Le pesanti accuse del cardinale Mueller: “A Santa Marta un cerchio magico. Sugli abusi, gli amici del Papa favoriti”

Duro j’accuse dell’ex prefetto del Sant’Uffizio, il cardinale Gerhard Mueller che nel libro intervista “In buona fede” con la vaticanista Franca Giansoldati, fa rivelazioni sconvolgenti.

“Vi è una sorta di cerchio magico che gravita attorno a Santa Marta formato da persone che, a mio parere, non sono preparate dal punto di vista teologico”, dice l’ex Prefetto della Dottrina della Fede aggiungendo che “in Vaticano sembra che ormai le informazioni circolino in modo parallelo, da una parte sono attivi i canali istituzionali purtroppo sempre meno consultati dal pontefice, e dall’altra quelli personali utilizzati persino per le nomine dei vescovi o dei cardinali”.

Cita allora il caso di un vescovo italiano allontanato per le sue posizioni critiche sulle norme Covid. “Pur di non avere problemi con il governo italiano di allora, questo vescovo fu fatto dimettere” ma “un Papa non è il proprietario della Chiesa o l’amministratore delegato o il maggior azionista”.

Parlando del caso di monsignor Gustavo Zanchetta, ha osservato: “È stato fatto un processo canonico a suo carico ma non ne conosco il risultato. Zanchetta fa discutere poiché ha potuto godere di uno status privilegiato in quanto amico del Papa. Di norma le amicizie non possono influenzare il procedere della giustizia, tutti devono essere trattati in modo uguale. Il problema risiede qui, anche perché il Papa – con la sua autorità – può sospendere un processo”.

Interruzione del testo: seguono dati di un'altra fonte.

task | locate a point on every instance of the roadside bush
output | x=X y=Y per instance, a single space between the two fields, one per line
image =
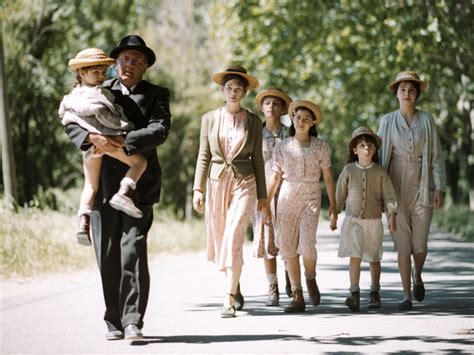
x=456 y=219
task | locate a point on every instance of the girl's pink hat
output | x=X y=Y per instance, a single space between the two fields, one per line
x=90 y=57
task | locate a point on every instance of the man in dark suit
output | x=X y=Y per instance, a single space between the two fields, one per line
x=120 y=241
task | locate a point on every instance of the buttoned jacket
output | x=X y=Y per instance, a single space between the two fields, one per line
x=246 y=162
x=366 y=192
x=148 y=108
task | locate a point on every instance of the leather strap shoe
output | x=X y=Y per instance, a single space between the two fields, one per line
x=132 y=332
x=114 y=335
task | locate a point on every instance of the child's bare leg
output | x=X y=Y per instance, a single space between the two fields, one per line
x=294 y=271
x=92 y=168
x=354 y=273
x=375 y=270
x=353 y=300
x=121 y=200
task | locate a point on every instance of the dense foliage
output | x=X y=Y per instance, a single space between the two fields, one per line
x=341 y=54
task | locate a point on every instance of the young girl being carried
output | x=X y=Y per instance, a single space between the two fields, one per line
x=92 y=107
x=298 y=163
x=366 y=189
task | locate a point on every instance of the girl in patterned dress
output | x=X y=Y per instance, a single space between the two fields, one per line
x=298 y=163
x=274 y=103
x=365 y=188
x=230 y=170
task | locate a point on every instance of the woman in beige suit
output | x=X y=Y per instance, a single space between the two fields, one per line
x=230 y=171
x=411 y=151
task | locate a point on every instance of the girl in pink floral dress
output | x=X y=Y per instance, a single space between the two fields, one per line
x=230 y=170
x=299 y=162
x=273 y=103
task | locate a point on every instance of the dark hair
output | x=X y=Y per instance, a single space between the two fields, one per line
x=78 y=79
x=239 y=78
x=415 y=84
x=312 y=131
x=363 y=138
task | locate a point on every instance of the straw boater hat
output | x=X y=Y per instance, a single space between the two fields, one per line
x=275 y=92
x=136 y=43
x=310 y=106
x=90 y=57
x=237 y=70
x=365 y=131
x=408 y=76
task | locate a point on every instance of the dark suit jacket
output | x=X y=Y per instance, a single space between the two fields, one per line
x=148 y=108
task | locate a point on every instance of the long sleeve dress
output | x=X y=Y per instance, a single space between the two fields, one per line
x=230 y=160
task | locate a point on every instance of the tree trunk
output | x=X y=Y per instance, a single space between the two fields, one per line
x=8 y=161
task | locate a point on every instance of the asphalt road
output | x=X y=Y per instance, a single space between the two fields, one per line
x=61 y=314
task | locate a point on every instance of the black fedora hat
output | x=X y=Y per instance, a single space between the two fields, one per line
x=137 y=43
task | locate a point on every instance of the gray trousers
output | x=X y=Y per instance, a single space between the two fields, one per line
x=120 y=244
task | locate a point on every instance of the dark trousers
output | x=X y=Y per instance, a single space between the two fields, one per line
x=120 y=244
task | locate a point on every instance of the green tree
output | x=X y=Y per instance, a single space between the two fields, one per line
x=342 y=54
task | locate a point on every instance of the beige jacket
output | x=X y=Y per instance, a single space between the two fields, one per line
x=247 y=162
x=366 y=192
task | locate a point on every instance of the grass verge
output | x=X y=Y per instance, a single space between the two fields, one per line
x=34 y=241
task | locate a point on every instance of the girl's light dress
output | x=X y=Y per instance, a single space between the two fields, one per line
x=299 y=200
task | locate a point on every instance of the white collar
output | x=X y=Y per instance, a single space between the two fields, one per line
x=364 y=167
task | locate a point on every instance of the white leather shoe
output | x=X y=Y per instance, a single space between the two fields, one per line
x=125 y=204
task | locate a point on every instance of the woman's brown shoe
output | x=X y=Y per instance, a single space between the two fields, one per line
x=313 y=292
x=353 y=301
x=83 y=234
x=297 y=305
x=239 y=299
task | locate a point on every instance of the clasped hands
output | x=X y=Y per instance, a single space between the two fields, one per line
x=106 y=144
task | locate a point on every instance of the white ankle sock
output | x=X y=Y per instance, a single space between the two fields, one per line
x=272 y=279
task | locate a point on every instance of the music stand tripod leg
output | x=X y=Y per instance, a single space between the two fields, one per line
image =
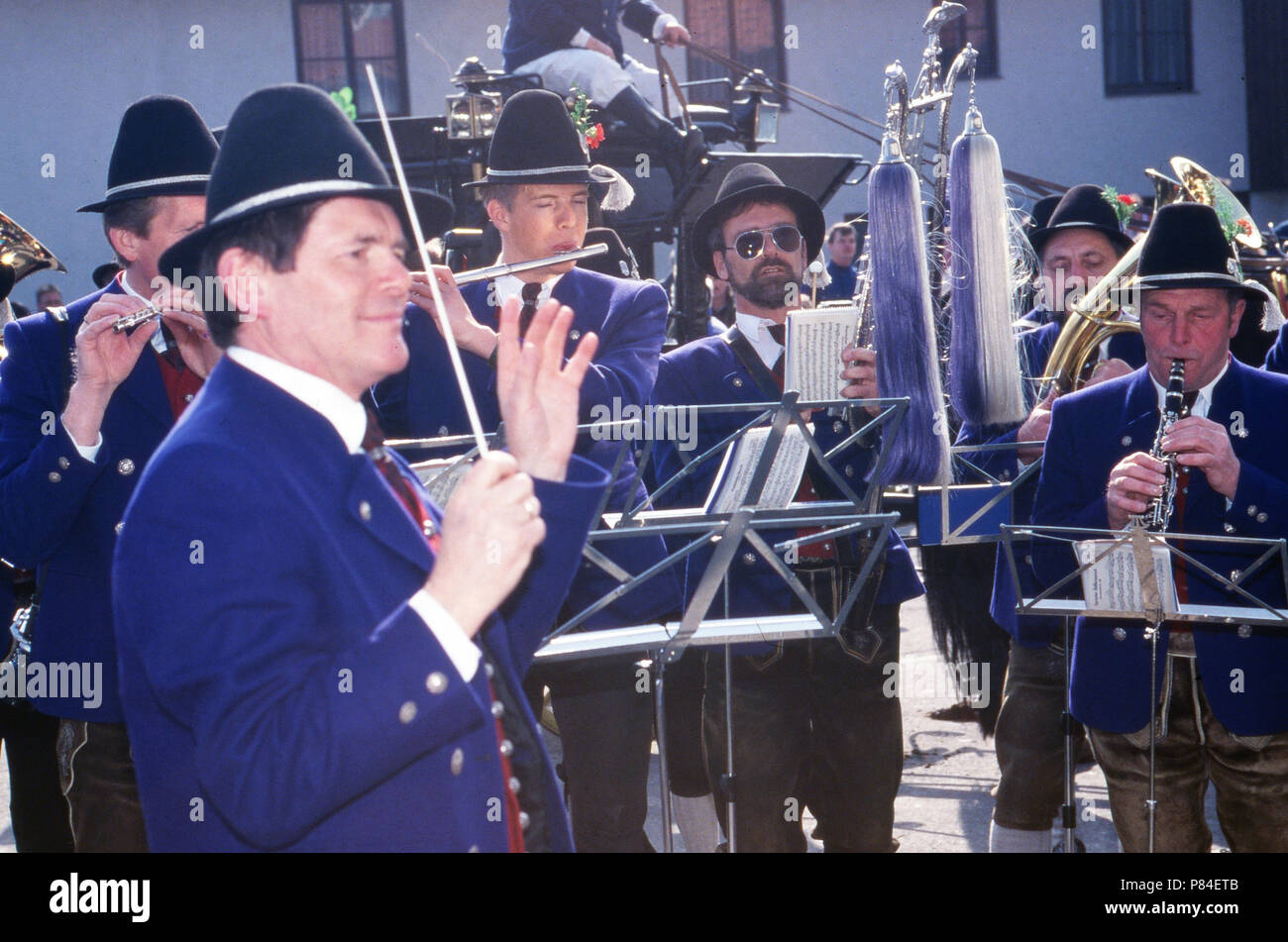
x=1068 y=811
x=664 y=769
x=1151 y=803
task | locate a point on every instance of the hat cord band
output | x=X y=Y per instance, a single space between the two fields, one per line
x=156 y=181
x=312 y=187
x=533 y=171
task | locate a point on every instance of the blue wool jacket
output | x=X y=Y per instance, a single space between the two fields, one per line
x=630 y=319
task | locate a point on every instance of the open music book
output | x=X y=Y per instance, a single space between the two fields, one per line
x=733 y=478
x=814 y=343
x=1112 y=583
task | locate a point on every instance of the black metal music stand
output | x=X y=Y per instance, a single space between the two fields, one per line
x=1151 y=610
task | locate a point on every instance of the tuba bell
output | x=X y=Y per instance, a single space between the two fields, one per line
x=22 y=254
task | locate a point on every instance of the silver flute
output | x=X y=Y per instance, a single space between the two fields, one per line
x=1159 y=514
x=128 y=322
x=482 y=274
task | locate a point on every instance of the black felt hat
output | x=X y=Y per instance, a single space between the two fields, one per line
x=536 y=142
x=290 y=145
x=1186 y=248
x=162 y=149
x=1041 y=213
x=1082 y=207
x=755 y=181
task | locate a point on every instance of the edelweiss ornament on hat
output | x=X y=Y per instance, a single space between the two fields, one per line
x=162 y=149
x=291 y=145
x=759 y=183
x=536 y=142
x=1082 y=207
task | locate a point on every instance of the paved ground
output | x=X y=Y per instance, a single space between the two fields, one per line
x=948 y=771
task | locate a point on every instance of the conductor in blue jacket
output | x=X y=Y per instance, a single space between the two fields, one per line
x=811 y=721
x=1223 y=712
x=579 y=44
x=333 y=665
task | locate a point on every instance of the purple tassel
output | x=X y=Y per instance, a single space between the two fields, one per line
x=983 y=370
x=907 y=356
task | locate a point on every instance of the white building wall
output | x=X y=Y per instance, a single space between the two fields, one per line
x=75 y=64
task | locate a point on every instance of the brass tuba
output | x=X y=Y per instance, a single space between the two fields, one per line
x=1099 y=315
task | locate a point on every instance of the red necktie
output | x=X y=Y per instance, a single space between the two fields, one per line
x=374 y=444
x=805 y=491
x=529 y=295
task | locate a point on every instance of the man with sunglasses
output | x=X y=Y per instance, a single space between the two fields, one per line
x=536 y=193
x=811 y=723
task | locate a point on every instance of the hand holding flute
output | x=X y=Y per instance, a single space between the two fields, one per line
x=471 y=335
x=187 y=326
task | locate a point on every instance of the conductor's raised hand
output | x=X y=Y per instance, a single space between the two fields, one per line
x=469 y=334
x=490 y=527
x=104 y=358
x=539 y=391
x=1134 y=480
x=861 y=376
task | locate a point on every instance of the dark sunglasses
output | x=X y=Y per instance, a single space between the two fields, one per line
x=748 y=245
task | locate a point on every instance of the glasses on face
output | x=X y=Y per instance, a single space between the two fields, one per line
x=750 y=245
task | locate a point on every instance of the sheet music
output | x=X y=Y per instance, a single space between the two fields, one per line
x=1113 y=584
x=733 y=480
x=814 y=343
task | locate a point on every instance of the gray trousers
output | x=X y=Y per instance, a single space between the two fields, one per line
x=1192 y=749
x=1029 y=740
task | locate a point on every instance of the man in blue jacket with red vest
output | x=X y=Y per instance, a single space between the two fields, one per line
x=81 y=411
x=1223 y=712
x=811 y=722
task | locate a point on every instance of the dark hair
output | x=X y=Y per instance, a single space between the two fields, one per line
x=840 y=229
x=132 y=215
x=273 y=236
x=501 y=192
x=715 y=238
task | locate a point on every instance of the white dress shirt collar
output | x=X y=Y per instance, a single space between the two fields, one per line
x=511 y=286
x=756 y=331
x=347 y=414
x=1205 y=399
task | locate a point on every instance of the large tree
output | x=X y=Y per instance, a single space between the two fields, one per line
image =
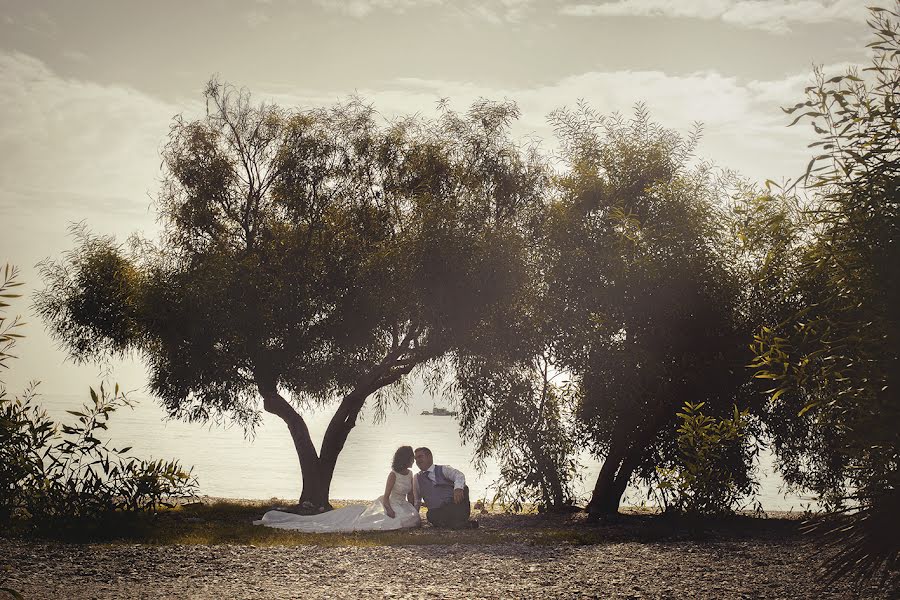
x=834 y=359
x=650 y=312
x=306 y=257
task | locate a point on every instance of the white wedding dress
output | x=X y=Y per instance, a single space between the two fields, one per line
x=354 y=518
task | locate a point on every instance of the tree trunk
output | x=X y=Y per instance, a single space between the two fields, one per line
x=314 y=490
x=625 y=455
x=317 y=469
x=343 y=421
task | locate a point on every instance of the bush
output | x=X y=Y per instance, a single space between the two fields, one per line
x=714 y=455
x=52 y=474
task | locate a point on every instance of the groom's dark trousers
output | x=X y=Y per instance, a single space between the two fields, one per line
x=451 y=515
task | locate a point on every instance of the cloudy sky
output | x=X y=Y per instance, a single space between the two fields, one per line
x=88 y=89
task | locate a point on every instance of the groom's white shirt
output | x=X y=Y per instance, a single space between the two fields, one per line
x=459 y=480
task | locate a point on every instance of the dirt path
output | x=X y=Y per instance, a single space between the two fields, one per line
x=618 y=569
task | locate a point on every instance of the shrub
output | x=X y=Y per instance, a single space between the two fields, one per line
x=714 y=455
x=51 y=474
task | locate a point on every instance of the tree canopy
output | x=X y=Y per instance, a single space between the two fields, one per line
x=315 y=254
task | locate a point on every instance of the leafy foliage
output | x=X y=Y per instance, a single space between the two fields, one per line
x=68 y=474
x=523 y=420
x=834 y=361
x=645 y=287
x=704 y=483
x=54 y=475
x=320 y=254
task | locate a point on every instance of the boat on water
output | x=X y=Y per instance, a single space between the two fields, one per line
x=437 y=411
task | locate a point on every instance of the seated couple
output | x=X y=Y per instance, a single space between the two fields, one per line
x=440 y=487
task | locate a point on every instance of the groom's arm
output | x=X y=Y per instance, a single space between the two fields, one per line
x=459 y=482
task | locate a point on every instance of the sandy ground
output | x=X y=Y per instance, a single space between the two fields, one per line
x=765 y=560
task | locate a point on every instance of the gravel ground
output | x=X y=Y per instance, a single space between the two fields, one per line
x=618 y=569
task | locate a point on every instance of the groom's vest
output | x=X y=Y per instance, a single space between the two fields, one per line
x=438 y=492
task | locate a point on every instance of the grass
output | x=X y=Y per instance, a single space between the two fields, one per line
x=231 y=522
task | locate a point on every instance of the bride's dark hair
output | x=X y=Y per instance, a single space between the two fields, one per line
x=402 y=458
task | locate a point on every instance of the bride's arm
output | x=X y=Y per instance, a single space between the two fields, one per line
x=386 y=499
x=413 y=495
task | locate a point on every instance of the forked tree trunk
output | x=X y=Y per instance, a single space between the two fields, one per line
x=627 y=450
x=314 y=490
x=317 y=469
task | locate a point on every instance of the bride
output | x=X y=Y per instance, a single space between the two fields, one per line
x=397 y=509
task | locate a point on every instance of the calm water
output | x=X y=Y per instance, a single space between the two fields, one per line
x=228 y=465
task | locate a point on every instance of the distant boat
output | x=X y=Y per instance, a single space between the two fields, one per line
x=437 y=411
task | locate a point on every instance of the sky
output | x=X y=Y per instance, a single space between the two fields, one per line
x=88 y=90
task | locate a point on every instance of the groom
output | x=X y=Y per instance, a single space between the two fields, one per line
x=443 y=490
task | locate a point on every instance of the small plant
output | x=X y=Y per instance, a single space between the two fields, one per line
x=51 y=474
x=714 y=457
x=55 y=474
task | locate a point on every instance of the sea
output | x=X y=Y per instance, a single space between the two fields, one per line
x=227 y=463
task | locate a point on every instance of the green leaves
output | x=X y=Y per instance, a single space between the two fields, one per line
x=76 y=477
x=706 y=479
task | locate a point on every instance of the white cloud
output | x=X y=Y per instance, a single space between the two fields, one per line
x=256 y=18
x=362 y=8
x=492 y=11
x=75 y=145
x=744 y=127
x=775 y=16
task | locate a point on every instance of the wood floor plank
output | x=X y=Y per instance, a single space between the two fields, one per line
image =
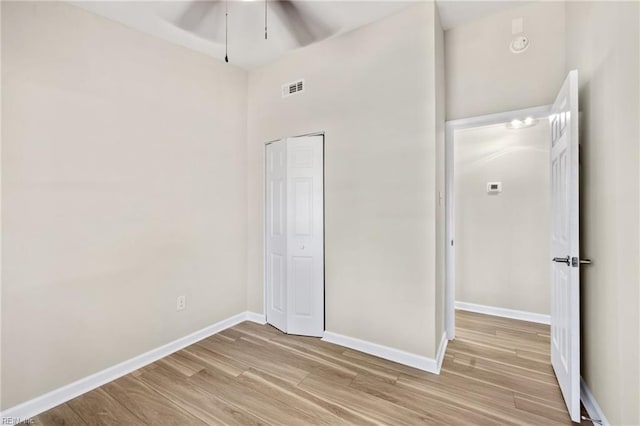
x=99 y=408
x=377 y=409
x=239 y=394
x=203 y=404
x=341 y=413
x=147 y=404
x=497 y=371
x=62 y=415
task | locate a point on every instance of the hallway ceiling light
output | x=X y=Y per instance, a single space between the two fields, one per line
x=521 y=124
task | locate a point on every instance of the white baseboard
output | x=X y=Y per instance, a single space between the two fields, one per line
x=506 y=313
x=257 y=318
x=591 y=405
x=442 y=349
x=401 y=357
x=61 y=395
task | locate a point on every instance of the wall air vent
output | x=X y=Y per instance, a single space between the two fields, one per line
x=292 y=88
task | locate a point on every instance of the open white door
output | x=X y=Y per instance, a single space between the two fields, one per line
x=294 y=235
x=276 y=234
x=565 y=279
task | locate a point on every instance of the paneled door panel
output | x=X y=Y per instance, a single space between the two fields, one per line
x=275 y=235
x=305 y=239
x=565 y=286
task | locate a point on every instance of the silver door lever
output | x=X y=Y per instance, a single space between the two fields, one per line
x=566 y=260
x=575 y=262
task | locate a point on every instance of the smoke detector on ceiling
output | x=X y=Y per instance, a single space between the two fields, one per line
x=519 y=43
x=292 y=88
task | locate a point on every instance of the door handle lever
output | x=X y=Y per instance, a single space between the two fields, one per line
x=566 y=260
x=575 y=262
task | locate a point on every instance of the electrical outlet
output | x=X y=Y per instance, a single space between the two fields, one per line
x=181 y=303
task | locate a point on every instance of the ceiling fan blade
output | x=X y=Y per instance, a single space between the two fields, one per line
x=195 y=13
x=298 y=25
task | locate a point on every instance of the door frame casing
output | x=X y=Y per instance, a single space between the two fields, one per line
x=539 y=112
x=264 y=218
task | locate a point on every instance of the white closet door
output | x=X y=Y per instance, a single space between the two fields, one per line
x=275 y=235
x=305 y=236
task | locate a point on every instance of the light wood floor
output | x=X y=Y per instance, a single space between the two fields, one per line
x=497 y=371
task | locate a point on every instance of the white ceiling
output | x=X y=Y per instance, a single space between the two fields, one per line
x=247 y=46
x=454 y=13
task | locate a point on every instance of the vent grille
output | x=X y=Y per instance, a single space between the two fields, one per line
x=292 y=88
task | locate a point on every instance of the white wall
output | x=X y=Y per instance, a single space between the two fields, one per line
x=502 y=240
x=484 y=77
x=373 y=92
x=123 y=186
x=441 y=220
x=603 y=44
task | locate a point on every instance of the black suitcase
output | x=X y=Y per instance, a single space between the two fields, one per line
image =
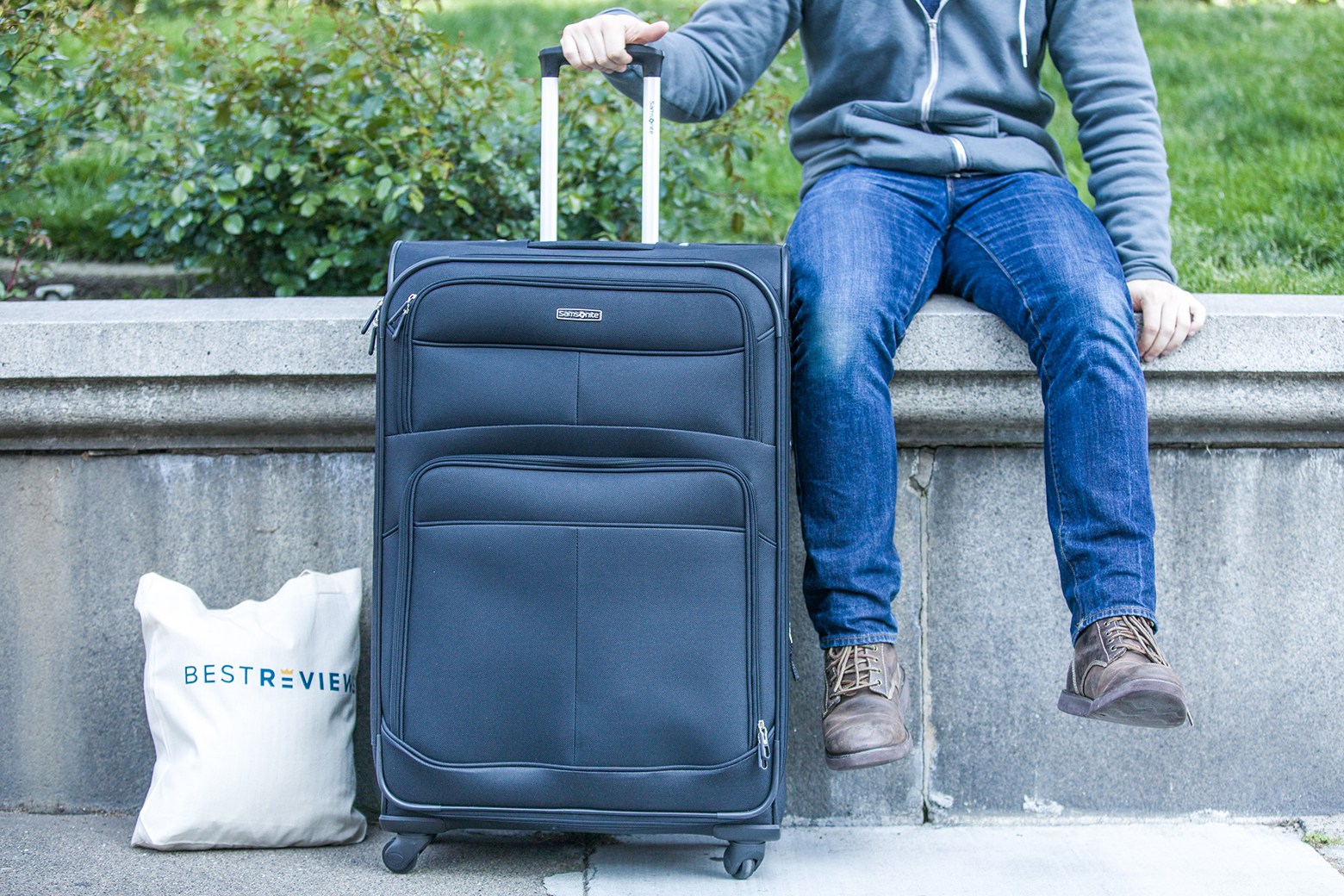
x=580 y=573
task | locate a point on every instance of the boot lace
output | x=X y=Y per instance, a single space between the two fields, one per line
x=1135 y=634
x=851 y=669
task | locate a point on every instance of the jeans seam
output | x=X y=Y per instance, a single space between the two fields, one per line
x=1050 y=446
x=849 y=639
x=1123 y=610
x=924 y=278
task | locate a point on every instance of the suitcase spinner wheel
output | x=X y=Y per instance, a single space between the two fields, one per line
x=402 y=852
x=741 y=860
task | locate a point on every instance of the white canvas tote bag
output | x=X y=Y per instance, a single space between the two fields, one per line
x=252 y=711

‘Mentre ero a capo della Congregazione per la Dottrina della Fede – ha poi raccontato- una volta è capitato un caso interessante, quello di don Mauro Inzoli, un sacerdote vicino a Comunione e Liberazione. Il tribunale vaticano avviò un processo su di lui alla fine del quale si decise di ridurlo allo stato laicale perché fu riconosciuto colpevole di crimini. Purtroppo però vi fu un cardinale di curia che andò a bussare a Santa Marta, chiedendo clemenza. Davanti a questo interventismo il Papa si convinse e scelse di modificare la sentenza aggiustando la pena a Inzoli, stabilendo che rimanesse sacerdote ma con il divieto di indossare in pubblico l’abito sacerdotale o il clergyman e senza presentarsi alle comunità come consacrato. Rimaneva consacrato ma non poteva mostrarsi agli estranei come tale”.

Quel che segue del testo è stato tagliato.